Single and Double Hole Quantum Dots in Strained Ge/SiGe Quantum Wells

TL;DR

This paper demonstrates the creation of single and double hole quantum dots in strained Ge/SiGe quantum wells, highlighting their potential for improved qubit control and coherence in semiconductor quantum computing.

Contribution

It introduces a simple device structure for forming hole quantum dots in undoped Ge/SiGe wells and analyzes their properties, advancing semiconductor qubit technology.

Findings

Successful formation of single and double hole quantum dots

Low hole effective mass (~0.08 m0) indicating potential for enhanced tunnel coupling

Undoped Ge/SiGe wells exhibit low disorder and strong spin-orbit coupling

Abstract

Even as today's most prominent spin-based qubit technologies are maturing in terms of capability and sophistication, there is growing interest in exploring alternate material platforms that may provide advantages, such as enhanced qubit control, longer coherence times, and improved extensibility.
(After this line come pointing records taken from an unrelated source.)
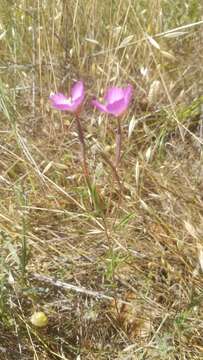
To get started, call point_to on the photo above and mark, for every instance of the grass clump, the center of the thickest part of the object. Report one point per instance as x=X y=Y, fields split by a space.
x=115 y=265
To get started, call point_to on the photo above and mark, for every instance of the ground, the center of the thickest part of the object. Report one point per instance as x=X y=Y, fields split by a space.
x=116 y=265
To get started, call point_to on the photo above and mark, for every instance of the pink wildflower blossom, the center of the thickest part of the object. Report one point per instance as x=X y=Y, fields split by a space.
x=61 y=102
x=117 y=100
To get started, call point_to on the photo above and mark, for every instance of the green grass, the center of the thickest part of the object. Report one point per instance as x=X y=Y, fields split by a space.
x=115 y=266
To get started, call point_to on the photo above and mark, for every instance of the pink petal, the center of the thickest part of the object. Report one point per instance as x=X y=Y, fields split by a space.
x=77 y=90
x=128 y=92
x=113 y=94
x=99 y=106
x=117 y=108
x=60 y=101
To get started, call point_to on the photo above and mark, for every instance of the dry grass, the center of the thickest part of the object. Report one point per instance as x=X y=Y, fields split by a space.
x=123 y=281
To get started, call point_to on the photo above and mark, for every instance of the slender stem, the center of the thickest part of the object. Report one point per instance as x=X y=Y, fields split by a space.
x=118 y=143
x=83 y=149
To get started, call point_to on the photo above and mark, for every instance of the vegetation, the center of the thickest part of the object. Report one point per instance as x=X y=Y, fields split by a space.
x=111 y=271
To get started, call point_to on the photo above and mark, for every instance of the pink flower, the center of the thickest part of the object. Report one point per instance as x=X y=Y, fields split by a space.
x=72 y=103
x=117 y=100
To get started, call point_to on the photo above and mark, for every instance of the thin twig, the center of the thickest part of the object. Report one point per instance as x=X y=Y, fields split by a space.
x=83 y=149
x=78 y=289
x=118 y=143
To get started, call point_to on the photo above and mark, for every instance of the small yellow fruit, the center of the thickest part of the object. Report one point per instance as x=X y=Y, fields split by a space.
x=39 y=319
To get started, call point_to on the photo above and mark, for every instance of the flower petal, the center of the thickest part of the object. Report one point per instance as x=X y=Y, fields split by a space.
x=77 y=91
x=99 y=106
x=117 y=108
x=128 y=92
x=113 y=94
x=60 y=101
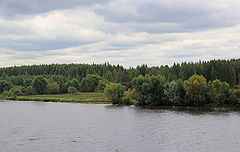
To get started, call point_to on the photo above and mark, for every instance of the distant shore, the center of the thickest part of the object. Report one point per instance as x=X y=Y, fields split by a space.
x=94 y=98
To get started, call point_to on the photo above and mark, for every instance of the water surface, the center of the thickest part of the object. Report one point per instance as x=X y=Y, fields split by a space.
x=71 y=127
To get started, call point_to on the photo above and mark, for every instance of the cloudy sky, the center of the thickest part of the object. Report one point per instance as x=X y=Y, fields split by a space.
x=126 y=32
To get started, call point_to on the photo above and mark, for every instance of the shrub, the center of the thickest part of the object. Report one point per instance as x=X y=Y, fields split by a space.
x=72 y=90
x=114 y=92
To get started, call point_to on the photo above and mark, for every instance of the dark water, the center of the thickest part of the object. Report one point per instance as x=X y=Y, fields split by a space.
x=69 y=127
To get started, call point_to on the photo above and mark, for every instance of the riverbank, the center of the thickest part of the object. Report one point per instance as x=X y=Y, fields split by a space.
x=96 y=98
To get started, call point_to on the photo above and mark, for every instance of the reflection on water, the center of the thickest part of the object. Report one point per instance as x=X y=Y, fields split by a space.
x=71 y=127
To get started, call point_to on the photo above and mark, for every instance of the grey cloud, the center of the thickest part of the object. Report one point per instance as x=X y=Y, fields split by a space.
x=12 y=8
x=182 y=16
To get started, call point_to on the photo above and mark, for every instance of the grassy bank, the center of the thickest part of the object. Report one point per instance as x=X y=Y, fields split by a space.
x=97 y=98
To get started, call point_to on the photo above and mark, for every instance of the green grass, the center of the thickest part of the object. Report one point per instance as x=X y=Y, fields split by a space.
x=78 y=98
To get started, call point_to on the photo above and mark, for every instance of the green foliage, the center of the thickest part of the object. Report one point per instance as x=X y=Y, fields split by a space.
x=72 y=89
x=30 y=91
x=196 y=88
x=17 y=91
x=174 y=93
x=75 y=83
x=101 y=85
x=90 y=83
x=27 y=82
x=114 y=92
x=53 y=88
x=5 y=86
x=149 y=89
x=219 y=92
x=40 y=85
x=235 y=96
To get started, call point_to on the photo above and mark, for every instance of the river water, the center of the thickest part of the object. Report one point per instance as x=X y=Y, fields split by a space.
x=71 y=127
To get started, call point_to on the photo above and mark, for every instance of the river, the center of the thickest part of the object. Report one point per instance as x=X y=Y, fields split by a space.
x=71 y=127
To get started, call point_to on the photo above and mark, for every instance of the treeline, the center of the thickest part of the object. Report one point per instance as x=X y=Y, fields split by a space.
x=163 y=85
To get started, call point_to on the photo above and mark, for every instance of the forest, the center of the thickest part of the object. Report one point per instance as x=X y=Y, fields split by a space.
x=214 y=82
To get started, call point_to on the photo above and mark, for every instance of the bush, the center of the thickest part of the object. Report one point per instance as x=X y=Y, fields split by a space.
x=149 y=89
x=53 y=88
x=5 y=86
x=72 y=90
x=17 y=91
x=30 y=91
x=40 y=85
x=114 y=92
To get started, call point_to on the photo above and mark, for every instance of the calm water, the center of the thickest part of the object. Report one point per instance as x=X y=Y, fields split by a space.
x=71 y=127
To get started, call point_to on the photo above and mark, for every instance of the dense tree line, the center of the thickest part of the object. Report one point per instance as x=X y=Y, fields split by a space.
x=157 y=85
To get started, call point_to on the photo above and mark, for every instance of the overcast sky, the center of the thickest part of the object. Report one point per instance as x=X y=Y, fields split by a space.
x=126 y=32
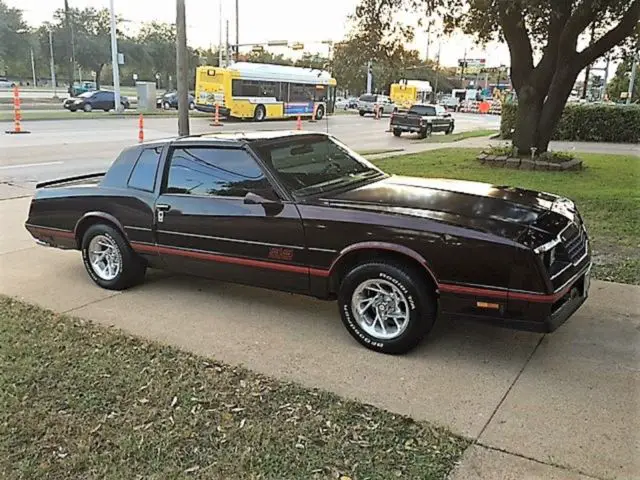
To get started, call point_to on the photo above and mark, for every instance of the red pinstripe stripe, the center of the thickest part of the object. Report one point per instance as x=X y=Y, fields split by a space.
x=213 y=257
x=52 y=232
x=503 y=294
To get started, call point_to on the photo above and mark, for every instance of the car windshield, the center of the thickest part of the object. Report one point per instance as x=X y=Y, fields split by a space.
x=422 y=110
x=313 y=164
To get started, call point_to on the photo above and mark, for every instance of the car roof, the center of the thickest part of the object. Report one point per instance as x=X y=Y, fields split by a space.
x=235 y=137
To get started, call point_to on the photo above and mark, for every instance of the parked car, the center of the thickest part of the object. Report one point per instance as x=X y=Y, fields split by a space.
x=96 y=100
x=170 y=100
x=5 y=83
x=301 y=212
x=369 y=103
x=422 y=119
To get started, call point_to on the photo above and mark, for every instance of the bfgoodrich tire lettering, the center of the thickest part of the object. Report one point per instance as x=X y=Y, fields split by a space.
x=419 y=298
x=133 y=268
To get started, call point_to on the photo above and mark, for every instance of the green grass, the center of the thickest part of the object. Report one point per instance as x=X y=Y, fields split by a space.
x=607 y=194
x=456 y=137
x=80 y=401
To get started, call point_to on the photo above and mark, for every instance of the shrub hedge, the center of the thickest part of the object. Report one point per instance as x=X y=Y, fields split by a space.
x=587 y=123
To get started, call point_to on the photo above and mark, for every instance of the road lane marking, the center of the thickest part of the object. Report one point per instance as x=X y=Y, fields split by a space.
x=29 y=165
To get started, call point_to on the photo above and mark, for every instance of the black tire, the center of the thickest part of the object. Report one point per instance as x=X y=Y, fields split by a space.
x=133 y=268
x=426 y=132
x=260 y=113
x=420 y=301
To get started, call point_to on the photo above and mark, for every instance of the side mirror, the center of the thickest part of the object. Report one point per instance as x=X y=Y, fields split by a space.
x=254 y=199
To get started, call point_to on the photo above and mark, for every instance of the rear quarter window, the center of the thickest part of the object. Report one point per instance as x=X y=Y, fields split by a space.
x=143 y=175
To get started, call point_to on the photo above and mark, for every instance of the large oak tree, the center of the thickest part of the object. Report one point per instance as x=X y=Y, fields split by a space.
x=543 y=38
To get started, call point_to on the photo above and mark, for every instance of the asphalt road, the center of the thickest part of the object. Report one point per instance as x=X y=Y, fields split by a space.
x=56 y=149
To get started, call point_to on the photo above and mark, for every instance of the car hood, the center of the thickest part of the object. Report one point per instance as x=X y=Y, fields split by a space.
x=495 y=209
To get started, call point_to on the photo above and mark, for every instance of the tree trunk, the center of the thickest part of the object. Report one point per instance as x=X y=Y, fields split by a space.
x=98 y=73
x=530 y=103
x=559 y=92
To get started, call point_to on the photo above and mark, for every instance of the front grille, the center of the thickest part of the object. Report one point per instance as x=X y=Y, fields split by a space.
x=574 y=240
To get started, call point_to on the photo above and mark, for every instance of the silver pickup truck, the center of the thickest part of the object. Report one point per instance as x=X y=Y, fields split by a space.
x=369 y=102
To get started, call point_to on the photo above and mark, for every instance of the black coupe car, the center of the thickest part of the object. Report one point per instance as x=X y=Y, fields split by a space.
x=94 y=100
x=303 y=213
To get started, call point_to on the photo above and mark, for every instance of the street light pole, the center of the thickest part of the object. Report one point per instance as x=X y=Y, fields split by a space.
x=114 y=60
x=33 y=67
x=181 y=61
x=53 y=65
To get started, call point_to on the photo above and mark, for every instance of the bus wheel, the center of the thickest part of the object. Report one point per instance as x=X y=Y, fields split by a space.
x=259 y=114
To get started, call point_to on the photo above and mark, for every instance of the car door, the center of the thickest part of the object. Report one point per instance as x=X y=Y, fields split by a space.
x=218 y=215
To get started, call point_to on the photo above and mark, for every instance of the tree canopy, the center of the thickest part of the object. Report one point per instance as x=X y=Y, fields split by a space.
x=543 y=38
Recent advances in heterostructure material growth have opened new possibilities for employing hole spins in semiconductors for qubit applications. Undoped, strained Ge/SiGe quantum wells are promising candidate hosts for hole spin-based qubits due to their low disorder, large intrinsic spin-orbit coupling strength, and absence of valley states. Here, we use a simple one-layer gated device structure to demonstrate both a single quantum dot as well as coupling between two adjacent quantum dots. The hole effective mass in these undoped structures, $m$* ~ 0.08 $m$$_0$, is significantly lower than for electrons in Si/SiGe, pointing to the possibility of enhanced tunnel couplings in quantum dots and favorable qubit-qubit interactions in an industry-compatible semiconductor platform.